O FMI não é conhecido por sua atenção ao bem-estar de centenas de milhões de pessoas submetidas a seus programas. No entanto, até o FMI pode ver que a situação é insustentável. Por um lado, se os países entrarem em default [quando um país deixa de pagar sua dívida externa], isso poderá desencadear uma avalanche de default nos ex-países coloniais, o que ameaçaria a estabilidade dos sistemas bancários no Ocidente. Por outro lado, se os governos tentassem pagar o dinheiro neste momento, isso desencadearia movimentos revolucionários.
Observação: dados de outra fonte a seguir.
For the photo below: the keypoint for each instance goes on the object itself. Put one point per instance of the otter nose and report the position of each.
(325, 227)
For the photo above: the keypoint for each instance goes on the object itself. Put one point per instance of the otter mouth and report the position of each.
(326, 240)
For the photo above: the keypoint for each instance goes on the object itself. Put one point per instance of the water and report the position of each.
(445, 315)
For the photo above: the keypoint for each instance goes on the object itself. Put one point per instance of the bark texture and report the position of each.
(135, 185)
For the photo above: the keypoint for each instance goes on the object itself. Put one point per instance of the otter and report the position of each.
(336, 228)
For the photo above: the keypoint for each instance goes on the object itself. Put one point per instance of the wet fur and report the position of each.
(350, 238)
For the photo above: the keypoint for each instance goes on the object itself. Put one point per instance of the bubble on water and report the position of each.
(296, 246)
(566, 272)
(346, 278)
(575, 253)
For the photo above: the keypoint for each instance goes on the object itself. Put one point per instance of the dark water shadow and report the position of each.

É por isso que agora o FMI está pedindo uma moratória no pagamento da dívida até 2021. Eles esperam que, se sobreviverem este ano, no próximo ano possam continuar sugando o sangue dos antigos países coloniais como de costume. Infelizmente para eles, isso não vai acontecer.
A bomba-relógio da dívida
Os credores estão se dando conta da realidade de que grande parte desse dinheiro nunca será reembolsado e o Líbano, a Argentina e o Equador já tiveram suas dívidas reestruturadas. A Zâmbia e Ruanda não ficam muito atrás.
Essa dívida é uma pedra de mó constantemente pendurada no pescoço dos países pobres. Muitas vezes é adquirida enfeitada com frases bonitas sobre investimento etc., mas, na maioria dos casos, o dinheiro emprestado não é para benefício do povo do país, mas para garantir vendas ao país emprestador (normalmente armas), junto com algumas saudáveis propinas para todos os envolvidos.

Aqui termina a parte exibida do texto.